Moderator Judy Woodruff rightly pointed out that other politicians have asked for border walls, not just Trump. So was this a media-created conflict?
What should an ethical reporter do?
The answer might lie in the pope’s own comments during another in-flight press conference, when he touched on journalism ethics.
In the wake of the so-called Vatileaks scandal, in which the mainstream press reported on corruption in the Vatican, the pope was asked about his opinion of the importance of a free press in rooting out corruption.
“The professional press must tell everything, without falling into the three most common sins,” the pope responded. The sins he named were:
Misinformation – telling half the truth.
Calumny – dirtying another person, with or without the truth.
Defamation – to take away the good name of a person who has not done anything wrong.
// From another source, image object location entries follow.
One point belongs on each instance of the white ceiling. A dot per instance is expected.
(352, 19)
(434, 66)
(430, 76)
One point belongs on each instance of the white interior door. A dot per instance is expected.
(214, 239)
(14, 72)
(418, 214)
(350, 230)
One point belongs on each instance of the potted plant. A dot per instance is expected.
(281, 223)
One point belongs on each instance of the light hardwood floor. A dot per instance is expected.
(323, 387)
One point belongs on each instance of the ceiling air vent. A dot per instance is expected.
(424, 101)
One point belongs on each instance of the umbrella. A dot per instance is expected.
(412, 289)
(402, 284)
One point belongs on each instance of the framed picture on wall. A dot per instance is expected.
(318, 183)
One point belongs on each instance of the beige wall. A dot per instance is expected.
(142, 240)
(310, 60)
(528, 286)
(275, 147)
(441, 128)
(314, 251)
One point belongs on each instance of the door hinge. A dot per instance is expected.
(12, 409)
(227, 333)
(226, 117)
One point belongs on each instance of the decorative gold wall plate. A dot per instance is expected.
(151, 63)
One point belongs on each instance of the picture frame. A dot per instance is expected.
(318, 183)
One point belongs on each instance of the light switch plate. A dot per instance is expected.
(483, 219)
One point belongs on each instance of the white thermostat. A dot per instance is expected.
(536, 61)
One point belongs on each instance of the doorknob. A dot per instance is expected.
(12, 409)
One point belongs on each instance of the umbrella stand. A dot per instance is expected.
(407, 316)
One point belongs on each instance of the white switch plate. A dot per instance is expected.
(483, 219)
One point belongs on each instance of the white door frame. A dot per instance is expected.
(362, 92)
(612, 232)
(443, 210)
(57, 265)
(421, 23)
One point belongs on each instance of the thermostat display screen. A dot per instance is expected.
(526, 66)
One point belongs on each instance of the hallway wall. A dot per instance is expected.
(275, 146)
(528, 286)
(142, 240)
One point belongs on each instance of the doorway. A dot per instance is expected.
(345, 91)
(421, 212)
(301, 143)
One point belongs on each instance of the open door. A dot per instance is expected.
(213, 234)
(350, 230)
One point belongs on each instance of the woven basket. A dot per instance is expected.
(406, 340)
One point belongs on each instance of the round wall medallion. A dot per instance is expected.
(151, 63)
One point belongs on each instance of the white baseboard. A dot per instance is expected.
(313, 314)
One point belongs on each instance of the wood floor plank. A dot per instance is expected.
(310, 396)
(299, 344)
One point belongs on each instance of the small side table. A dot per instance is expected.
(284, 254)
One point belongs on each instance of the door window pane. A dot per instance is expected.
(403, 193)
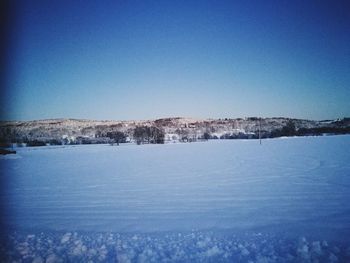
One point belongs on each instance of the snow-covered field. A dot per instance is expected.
(286, 200)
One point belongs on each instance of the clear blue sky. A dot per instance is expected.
(208, 59)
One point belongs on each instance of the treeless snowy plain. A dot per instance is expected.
(286, 200)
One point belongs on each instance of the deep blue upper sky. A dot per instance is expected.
(151, 59)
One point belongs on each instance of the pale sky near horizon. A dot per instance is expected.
(204, 59)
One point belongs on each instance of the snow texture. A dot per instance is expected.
(219, 201)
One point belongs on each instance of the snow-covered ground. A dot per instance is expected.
(226, 200)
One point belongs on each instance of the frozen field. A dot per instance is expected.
(232, 200)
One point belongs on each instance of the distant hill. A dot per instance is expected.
(75, 131)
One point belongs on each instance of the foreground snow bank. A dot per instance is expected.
(193, 246)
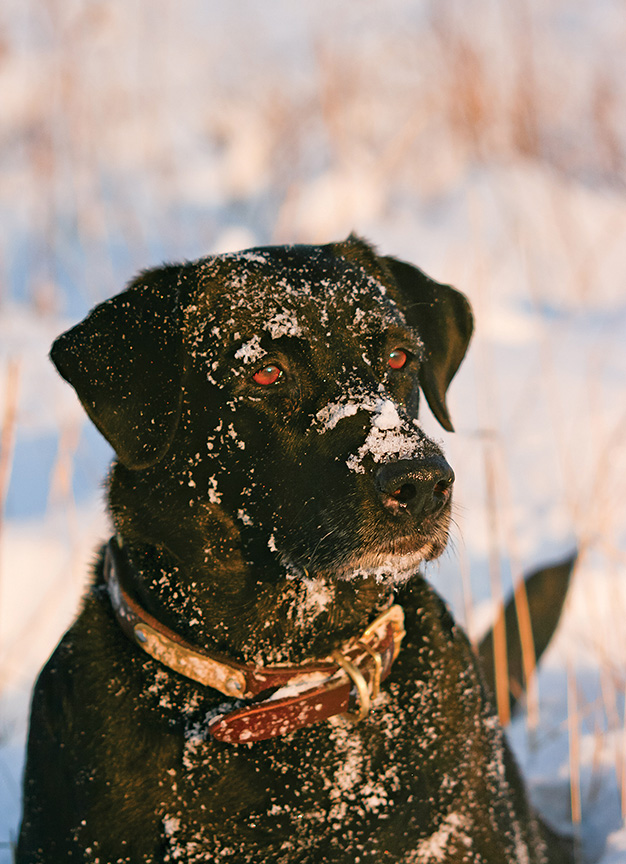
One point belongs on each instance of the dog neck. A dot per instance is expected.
(285, 697)
(263, 617)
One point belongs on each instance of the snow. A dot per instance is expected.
(492, 157)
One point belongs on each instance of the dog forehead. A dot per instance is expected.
(292, 291)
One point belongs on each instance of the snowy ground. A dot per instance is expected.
(483, 142)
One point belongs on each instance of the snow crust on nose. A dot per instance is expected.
(386, 415)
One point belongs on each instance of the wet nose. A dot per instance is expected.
(420, 487)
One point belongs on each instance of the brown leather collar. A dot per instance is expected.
(286, 697)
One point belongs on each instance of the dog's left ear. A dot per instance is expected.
(125, 361)
(443, 318)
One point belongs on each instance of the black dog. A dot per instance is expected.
(305, 695)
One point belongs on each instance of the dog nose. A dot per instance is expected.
(420, 487)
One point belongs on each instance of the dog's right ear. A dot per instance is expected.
(125, 361)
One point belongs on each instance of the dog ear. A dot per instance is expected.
(125, 361)
(443, 318)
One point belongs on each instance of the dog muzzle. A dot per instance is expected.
(282, 698)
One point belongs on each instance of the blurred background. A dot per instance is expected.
(484, 142)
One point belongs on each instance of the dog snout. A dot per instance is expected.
(419, 487)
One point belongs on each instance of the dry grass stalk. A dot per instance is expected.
(573, 723)
(501, 670)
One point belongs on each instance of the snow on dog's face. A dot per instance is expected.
(258, 399)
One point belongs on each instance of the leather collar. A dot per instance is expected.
(284, 697)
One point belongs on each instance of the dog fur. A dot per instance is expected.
(270, 520)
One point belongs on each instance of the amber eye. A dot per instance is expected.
(397, 358)
(268, 374)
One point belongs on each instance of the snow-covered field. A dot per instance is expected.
(484, 142)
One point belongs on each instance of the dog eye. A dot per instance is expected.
(397, 358)
(269, 374)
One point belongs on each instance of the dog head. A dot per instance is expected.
(263, 409)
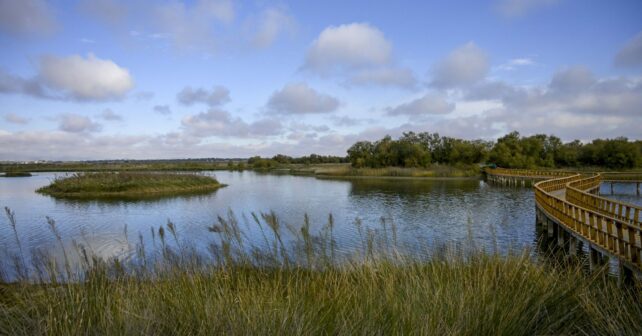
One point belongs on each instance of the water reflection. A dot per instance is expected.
(423, 212)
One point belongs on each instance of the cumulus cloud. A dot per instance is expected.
(109, 115)
(15, 119)
(348, 46)
(572, 79)
(574, 104)
(112, 12)
(517, 8)
(385, 76)
(144, 95)
(89, 78)
(27, 17)
(217, 96)
(220, 123)
(429, 104)
(191, 26)
(74, 123)
(463, 66)
(299, 98)
(359, 53)
(516, 63)
(272, 23)
(162, 109)
(631, 53)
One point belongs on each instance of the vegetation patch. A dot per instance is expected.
(128, 184)
(308, 287)
(16, 174)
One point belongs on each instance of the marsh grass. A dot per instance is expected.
(275, 285)
(435, 171)
(109, 184)
(16, 174)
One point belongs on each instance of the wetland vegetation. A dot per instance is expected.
(306, 286)
(128, 184)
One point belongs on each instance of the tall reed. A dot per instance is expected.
(305, 285)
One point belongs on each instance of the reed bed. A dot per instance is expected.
(436, 171)
(306, 286)
(128, 184)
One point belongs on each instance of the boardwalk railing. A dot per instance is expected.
(610, 226)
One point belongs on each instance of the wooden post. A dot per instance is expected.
(595, 259)
(626, 275)
(572, 245)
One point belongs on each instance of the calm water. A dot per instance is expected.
(424, 212)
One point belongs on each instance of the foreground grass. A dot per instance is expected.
(128, 184)
(478, 295)
(305, 288)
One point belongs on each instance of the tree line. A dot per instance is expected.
(510, 151)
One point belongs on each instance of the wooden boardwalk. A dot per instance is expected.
(568, 205)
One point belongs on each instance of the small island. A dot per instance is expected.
(129, 185)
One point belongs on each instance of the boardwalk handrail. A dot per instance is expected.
(578, 192)
(596, 224)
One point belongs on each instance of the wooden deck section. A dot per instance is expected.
(567, 203)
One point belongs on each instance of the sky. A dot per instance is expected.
(142, 79)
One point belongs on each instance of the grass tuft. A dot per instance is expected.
(306, 287)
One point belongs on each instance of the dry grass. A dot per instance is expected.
(305, 288)
(128, 184)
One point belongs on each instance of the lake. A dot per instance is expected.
(423, 212)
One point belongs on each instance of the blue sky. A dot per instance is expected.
(217, 78)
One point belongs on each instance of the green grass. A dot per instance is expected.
(306, 288)
(16, 174)
(478, 295)
(112, 184)
(435, 171)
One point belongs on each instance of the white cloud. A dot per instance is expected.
(575, 104)
(463, 66)
(112, 12)
(217, 96)
(299, 98)
(74, 123)
(219, 123)
(162, 109)
(572, 79)
(15, 119)
(631, 53)
(110, 115)
(27, 17)
(89, 78)
(191, 26)
(272, 23)
(517, 8)
(385, 76)
(515, 63)
(348, 46)
(429, 104)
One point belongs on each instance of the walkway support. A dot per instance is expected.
(568, 200)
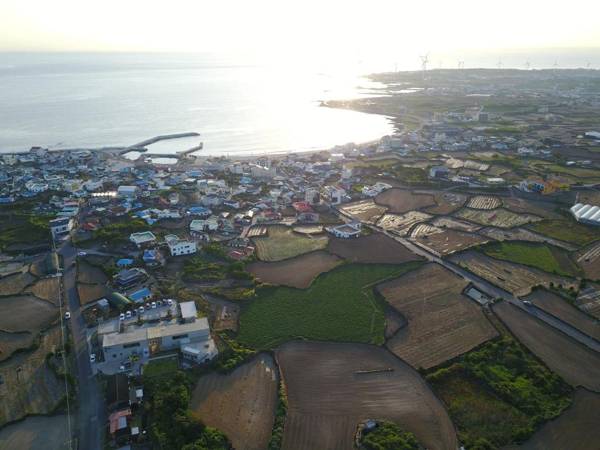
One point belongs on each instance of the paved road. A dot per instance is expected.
(494, 291)
(91, 416)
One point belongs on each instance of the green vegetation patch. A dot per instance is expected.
(338, 306)
(170, 422)
(389, 436)
(498, 394)
(566, 230)
(544, 257)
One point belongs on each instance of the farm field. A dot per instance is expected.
(26, 313)
(240, 404)
(575, 363)
(328, 396)
(541, 256)
(501, 218)
(561, 308)
(338, 306)
(451, 241)
(282, 243)
(11, 342)
(399, 201)
(522, 234)
(375, 248)
(575, 429)
(36, 433)
(514, 278)
(442, 323)
(589, 260)
(446, 202)
(29, 385)
(454, 224)
(401, 224)
(484, 202)
(566, 230)
(296, 272)
(14, 284)
(589, 300)
(364, 211)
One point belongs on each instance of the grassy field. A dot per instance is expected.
(338, 306)
(499, 393)
(566, 230)
(541, 256)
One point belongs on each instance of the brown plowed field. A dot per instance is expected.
(514, 278)
(402, 200)
(241, 404)
(442, 323)
(578, 365)
(451, 241)
(575, 429)
(327, 397)
(559, 307)
(373, 249)
(296, 272)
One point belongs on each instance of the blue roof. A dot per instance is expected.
(124, 262)
(141, 294)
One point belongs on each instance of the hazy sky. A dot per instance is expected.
(302, 26)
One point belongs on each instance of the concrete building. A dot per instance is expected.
(179, 246)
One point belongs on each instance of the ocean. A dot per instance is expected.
(237, 104)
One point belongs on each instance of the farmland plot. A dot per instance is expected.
(501, 218)
(575, 429)
(451, 241)
(364, 211)
(578, 365)
(514, 278)
(282, 243)
(332, 387)
(561, 308)
(442, 323)
(484, 202)
(399, 201)
(376, 248)
(296, 272)
(241, 404)
(401, 224)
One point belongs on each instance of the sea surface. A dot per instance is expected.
(238, 104)
(98, 100)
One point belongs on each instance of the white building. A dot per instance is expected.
(127, 191)
(179, 247)
(143, 238)
(588, 214)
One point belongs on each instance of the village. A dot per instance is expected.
(206, 271)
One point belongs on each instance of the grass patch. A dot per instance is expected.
(161, 367)
(566, 230)
(541, 256)
(499, 394)
(338, 306)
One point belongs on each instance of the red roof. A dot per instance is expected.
(302, 207)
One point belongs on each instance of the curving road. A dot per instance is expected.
(91, 415)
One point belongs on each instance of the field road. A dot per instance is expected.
(493, 291)
(91, 420)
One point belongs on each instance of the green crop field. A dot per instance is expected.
(541, 256)
(338, 306)
(566, 230)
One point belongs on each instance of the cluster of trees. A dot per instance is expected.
(389, 436)
(171, 424)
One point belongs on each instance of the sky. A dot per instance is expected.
(305, 27)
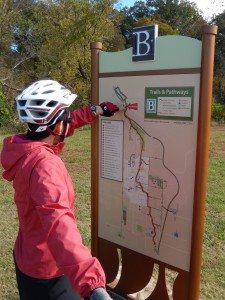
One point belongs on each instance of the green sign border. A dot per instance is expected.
(161, 91)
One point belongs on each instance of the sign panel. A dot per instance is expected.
(149, 209)
(169, 103)
(143, 40)
(112, 149)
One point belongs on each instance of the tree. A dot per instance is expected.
(52, 39)
(219, 80)
(182, 16)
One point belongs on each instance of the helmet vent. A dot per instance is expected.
(36, 102)
(48, 92)
(51, 104)
(39, 114)
(22, 102)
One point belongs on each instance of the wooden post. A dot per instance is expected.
(208, 49)
(95, 49)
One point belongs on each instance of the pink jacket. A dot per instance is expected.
(48, 242)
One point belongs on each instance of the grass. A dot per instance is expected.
(76, 155)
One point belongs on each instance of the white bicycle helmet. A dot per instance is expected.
(42, 100)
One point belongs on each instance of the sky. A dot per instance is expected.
(209, 8)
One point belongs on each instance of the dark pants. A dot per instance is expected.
(44, 289)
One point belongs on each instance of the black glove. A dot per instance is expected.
(100, 294)
(108, 108)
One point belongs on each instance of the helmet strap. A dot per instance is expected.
(60, 129)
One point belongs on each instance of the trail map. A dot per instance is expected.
(147, 199)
“These are the three defects that are an attack against the professionally of the press,” the pope said. “We need professionally, what’s right. … And on corruption? To see the data well and say it. … If there is corruption, they should say it. And if a journalist, if they are truly professional, gets it wrong, he should excuse himself. Things go very well like this.”
Writer Terry Mattingly, reporting on that in-flight press conference, wrote: “To be honest, I think it would have been interesting to ask the pope to define the line that he sees between ‘calumny’ and ‘defamation.'”
Possibly all three “defects” apply in Trump case, since the controversy appears to stem from information fed to the pope, rather than from his own knowledge. This is a nuance that was not explained in many reports on the incident, although John Allen clarified that in his PBS News Hour appearance. And it could be argued that the pope was telling one side of the story.
The controversy did cast a shadow on the character of a political candidate, intended or not.
In the rough and tumble of American politics, even a pope may be dragged into the fray. It’s possible he was duped into commenting on something he was not familiar. Even a pope should be wary during election time in America.
The SPJ code of ethics says: “Take special care not to misrepresent or oversimplify in promoting, previewing or summarizing a story.”
Pitting the pope against Trump might have been a misrepresentation or oversimplification. How would you have handled the story?